CBP delays effective date for TSCA Import Certification Process Revisions

The U.S. Customs and Border Protection (CBP) published a final rule (81 FR 8590), on January 27, 2017, delaying the effective date of the final rule published on December 27, 2016 (81 FR 94980-94986) which finalized revisions to the Toxic Substances Control Act (TSCA) certification process when importing bulk chemicals or when importing as part of mixtures and articles containing a chemical or mixture.

This final rule is effective January 25, 2017 and the effective date of the December final rule is now March 21, 2017.  The delay is in response to the January 20, 2017 Memorandum for the Heads of Executive Departments and Agencies from Reince Priebus, Assistant to the President and Chief of Staff.  Click here to see the memorandum. 

For more information on the specific changes finalized in the December rule, click here to read an earlier post by GCSG related to the August 29, 2016 proposed rule (81 FR 59157-59162).     

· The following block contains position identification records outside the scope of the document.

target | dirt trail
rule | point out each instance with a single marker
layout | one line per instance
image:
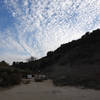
(46, 91)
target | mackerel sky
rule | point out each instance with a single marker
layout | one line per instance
(34, 27)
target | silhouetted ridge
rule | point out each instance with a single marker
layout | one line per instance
(75, 63)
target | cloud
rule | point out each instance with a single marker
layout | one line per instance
(43, 25)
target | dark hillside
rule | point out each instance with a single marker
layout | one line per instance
(76, 63)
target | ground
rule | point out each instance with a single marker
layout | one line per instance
(46, 91)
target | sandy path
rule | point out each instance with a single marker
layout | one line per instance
(46, 91)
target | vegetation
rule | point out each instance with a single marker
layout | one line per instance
(9, 76)
(76, 63)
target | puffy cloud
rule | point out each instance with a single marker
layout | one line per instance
(43, 25)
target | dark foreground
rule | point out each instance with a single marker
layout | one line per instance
(46, 91)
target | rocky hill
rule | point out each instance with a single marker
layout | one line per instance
(76, 63)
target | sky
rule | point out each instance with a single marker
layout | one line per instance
(34, 27)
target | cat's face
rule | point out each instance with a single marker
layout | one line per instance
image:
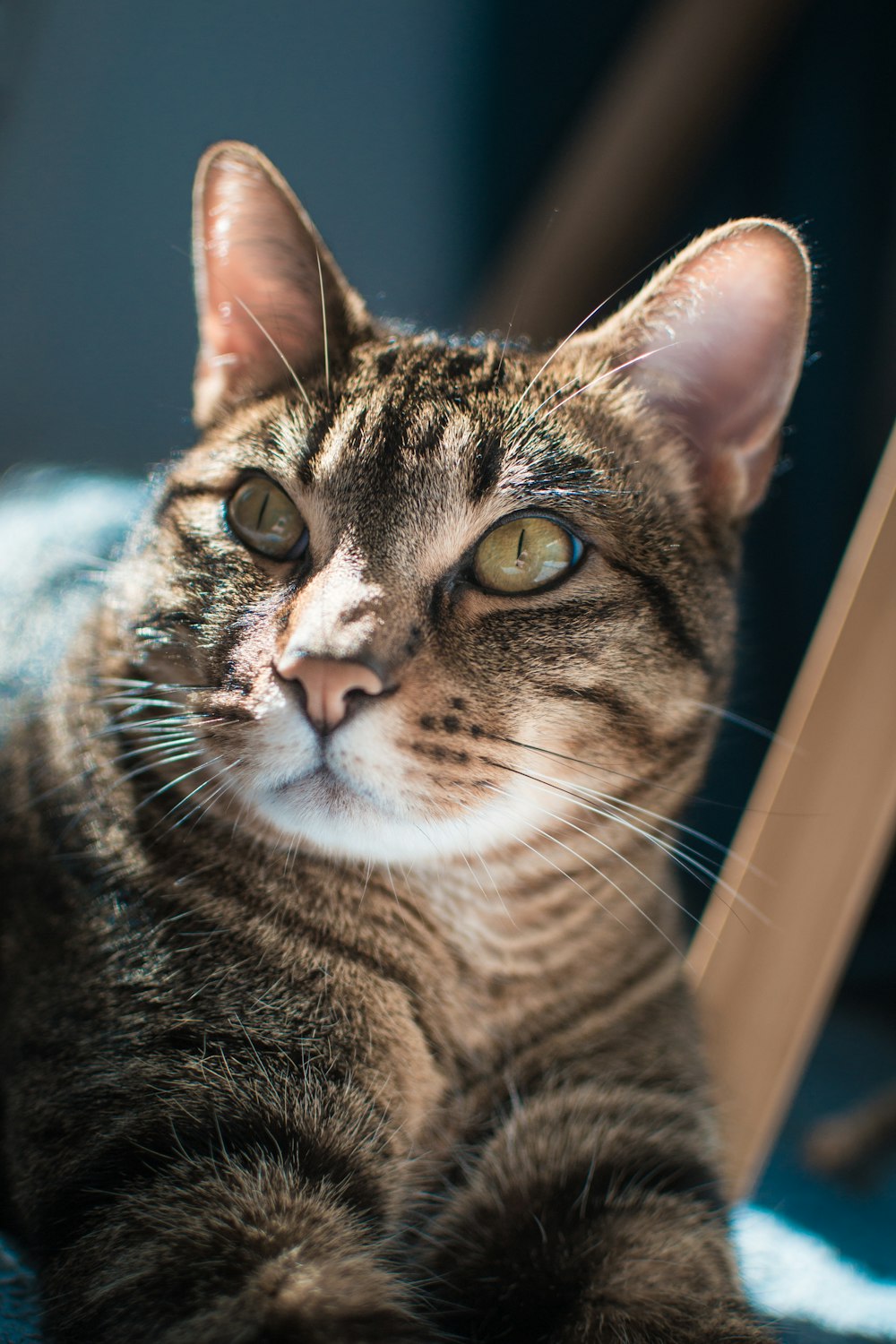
(411, 591)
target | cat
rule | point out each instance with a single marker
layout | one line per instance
(341, 980)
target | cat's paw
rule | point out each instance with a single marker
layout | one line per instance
(293, 1303)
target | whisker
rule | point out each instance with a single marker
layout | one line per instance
(320, 276)
(274, 347)
(602, 875)
(603, 375)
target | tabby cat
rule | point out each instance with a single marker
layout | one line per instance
(341, 973)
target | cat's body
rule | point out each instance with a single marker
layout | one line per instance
(341, 984)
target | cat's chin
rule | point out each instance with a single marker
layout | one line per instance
(330, 816)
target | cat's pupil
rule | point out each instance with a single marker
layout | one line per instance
(265, 519)
(524, 554)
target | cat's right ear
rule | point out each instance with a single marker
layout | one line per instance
(271, 303)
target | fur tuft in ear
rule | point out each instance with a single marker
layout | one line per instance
(715, 343)
(271, 303)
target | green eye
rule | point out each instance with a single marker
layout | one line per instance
(525, 554)
(265, 518)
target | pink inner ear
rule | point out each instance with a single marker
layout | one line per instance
(255, 296)
(727, 327)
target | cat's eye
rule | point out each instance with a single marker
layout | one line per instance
(524, 554)
(265, 518)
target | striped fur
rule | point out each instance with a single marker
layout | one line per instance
(408, 1058)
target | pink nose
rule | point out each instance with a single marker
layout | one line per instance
(327, 685)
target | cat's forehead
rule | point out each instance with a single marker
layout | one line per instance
(455, 421)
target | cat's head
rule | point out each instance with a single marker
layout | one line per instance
(408, 594)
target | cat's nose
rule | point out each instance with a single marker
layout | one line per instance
(327, 685)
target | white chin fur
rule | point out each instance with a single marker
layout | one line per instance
(340, 823)
(340, 811)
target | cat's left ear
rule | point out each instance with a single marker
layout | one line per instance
(715, 343)
(271, 303)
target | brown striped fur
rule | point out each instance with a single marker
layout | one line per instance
(401, 1051)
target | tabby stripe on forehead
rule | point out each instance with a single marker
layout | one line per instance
(487, 467)
(669, 613)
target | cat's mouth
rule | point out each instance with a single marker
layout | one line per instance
(323, 789)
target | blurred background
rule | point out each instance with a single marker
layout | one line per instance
(444, 152)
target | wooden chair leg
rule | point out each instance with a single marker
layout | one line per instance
(809, 851)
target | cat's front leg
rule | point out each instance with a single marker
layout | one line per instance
(211, 1242)
(590, 1215)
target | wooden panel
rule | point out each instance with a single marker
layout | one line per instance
(818, 827)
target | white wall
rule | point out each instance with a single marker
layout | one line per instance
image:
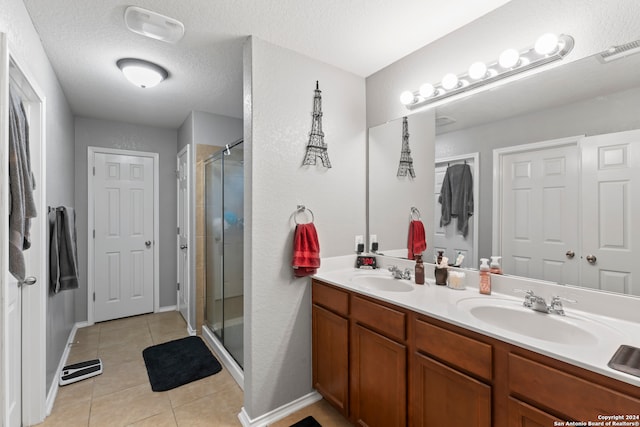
(279, 89)
(595, 25)
(391, 197)
(125, 136)
(606, 114)
(25, 45)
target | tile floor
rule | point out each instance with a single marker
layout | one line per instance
(122, 396)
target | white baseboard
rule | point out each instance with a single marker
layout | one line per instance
(278, 413)
(53, 389)
(231, 365)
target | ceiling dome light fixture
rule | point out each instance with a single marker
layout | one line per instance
(142, 73)
(548, 48)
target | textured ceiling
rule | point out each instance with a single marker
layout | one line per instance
(85, 38)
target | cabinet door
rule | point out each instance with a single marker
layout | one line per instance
(523, 415)
(445, 397)
(379, 380)
(331, 357)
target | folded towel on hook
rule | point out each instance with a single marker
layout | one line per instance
(417, 241)
(306, 250)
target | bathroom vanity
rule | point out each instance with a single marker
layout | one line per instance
(397, 354)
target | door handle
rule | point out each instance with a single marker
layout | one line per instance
(28, 281)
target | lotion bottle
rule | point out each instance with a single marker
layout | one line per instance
(419, 271)
(495, 265)
(485, 277)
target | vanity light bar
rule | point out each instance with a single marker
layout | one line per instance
(548, 48)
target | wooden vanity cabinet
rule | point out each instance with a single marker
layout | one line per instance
(383, 365)
(451, 378)
(378, 364)
(330, 343)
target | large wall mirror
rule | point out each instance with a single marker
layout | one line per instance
(556, 168)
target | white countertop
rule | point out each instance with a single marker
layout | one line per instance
(445, 304)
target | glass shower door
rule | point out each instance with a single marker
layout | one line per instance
(224, 223)
(233, 305)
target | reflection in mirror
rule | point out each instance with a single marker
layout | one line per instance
(391, 197)
(565, 171)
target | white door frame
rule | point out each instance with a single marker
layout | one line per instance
(91, 151)
(34, 297)
(498, 159)
(186, 290)
(475, 157)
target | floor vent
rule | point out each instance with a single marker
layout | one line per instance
(80, 371)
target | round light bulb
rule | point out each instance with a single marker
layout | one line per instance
(478, 70)
(427, 90)
(509, 58)
(450, 81)
(407, 97)
(546, 44)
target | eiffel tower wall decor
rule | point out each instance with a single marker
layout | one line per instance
(406, 162)
(316, 147)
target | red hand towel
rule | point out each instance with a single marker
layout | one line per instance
(417, 240)
(306, 250)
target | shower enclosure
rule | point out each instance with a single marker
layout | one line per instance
(224, 224)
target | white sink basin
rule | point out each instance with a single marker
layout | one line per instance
(512, 316)
(376, 282)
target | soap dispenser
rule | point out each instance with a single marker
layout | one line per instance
(419, 271)
(495, 268)
(485, 277)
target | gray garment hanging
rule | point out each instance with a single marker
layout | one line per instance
(63, 255)
(22, 206)
(456, 197)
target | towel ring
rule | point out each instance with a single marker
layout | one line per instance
(415, 213)
(300, 209)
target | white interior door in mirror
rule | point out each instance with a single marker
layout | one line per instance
(447, 238)
(539, 205)
(611, 205)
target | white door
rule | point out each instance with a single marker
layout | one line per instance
(183, 233)
(448, 239)
(610, 207)
(539, 206)
(123, 197)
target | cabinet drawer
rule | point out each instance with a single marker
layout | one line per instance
(564, 393)
(457, 350)
(390, 322)
(330, 297)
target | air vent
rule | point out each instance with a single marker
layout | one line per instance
(617, 52)
(444, 121)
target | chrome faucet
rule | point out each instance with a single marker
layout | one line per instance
(537, 303)
(399, 274)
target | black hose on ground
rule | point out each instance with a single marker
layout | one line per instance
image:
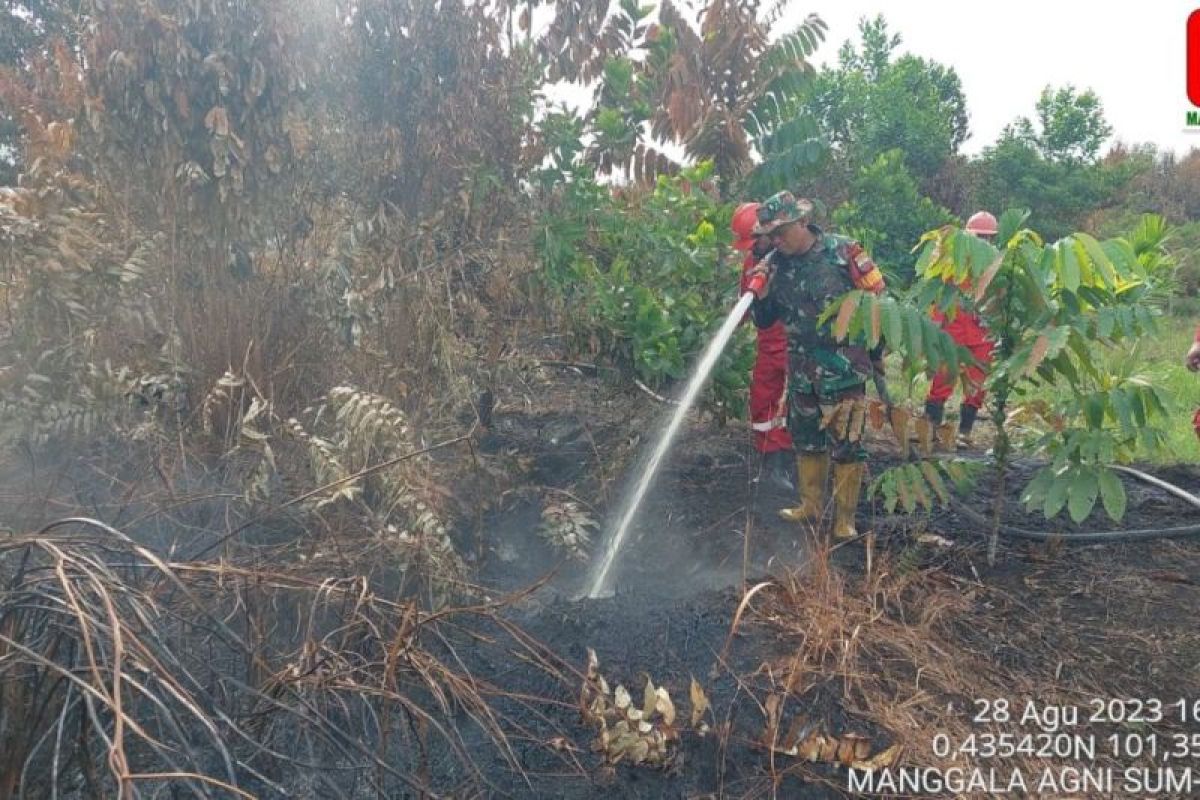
(1095, 536)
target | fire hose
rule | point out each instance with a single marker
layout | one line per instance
(1098, 536)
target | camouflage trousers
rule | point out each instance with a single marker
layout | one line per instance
(827, 409)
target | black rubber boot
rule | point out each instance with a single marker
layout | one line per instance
(777, 470)
(935, 411)
(967, 415)
(966, 421)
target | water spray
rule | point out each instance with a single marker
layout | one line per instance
(707, 361)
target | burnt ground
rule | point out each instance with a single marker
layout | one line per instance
(889, 637)
(1049, 621)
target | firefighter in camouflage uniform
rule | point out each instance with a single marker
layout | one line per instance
(827, 382)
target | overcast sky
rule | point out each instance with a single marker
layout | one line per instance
(1006, 50)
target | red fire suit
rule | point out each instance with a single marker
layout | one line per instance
(967, 330)
(768, 384)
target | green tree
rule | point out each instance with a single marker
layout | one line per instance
(1071, 126)
(718, 85)
(1053, 310)
(874, 102)
(1050, 166)
(888, 214)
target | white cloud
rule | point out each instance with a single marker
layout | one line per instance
(1006, 50)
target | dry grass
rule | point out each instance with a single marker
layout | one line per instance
(903, 659)
(119, 669)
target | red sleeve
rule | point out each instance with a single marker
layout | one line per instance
(747, 263)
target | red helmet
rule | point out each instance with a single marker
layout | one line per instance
(745, 217)
(982, 224)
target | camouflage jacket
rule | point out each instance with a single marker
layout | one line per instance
(801, 289)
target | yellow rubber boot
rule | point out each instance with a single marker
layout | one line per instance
(813, 470)
(847, 486)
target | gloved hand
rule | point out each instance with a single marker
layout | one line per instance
(1193, 359)
(757, 278)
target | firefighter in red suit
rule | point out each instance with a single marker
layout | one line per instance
(768, 380)
(1193, 362)
(967, 330)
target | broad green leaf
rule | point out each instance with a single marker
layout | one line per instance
(1093, 409)
(844, 314)
(1035, 494)
(1083, 494)
(1068, 265)
(1056, 495)
(1099, 258)
(913, 330)
(893, 322)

DEA delays effective date of final rule revising Import/Export Requirements

The Drug Enforcement Administration (DEA) published a final rule on January 30, 2017 (81 FR 8688-8689)  which delays the effective date of their December 30, 2016 final rule (81 FR 96992-97044) that amended export/import requirements for Tableting and Encapsulating machines, Controlled Substances, and Listed Chemicals as well as domestic transactions for Listed Chemicals and Tableting and Encapsulating Machines.  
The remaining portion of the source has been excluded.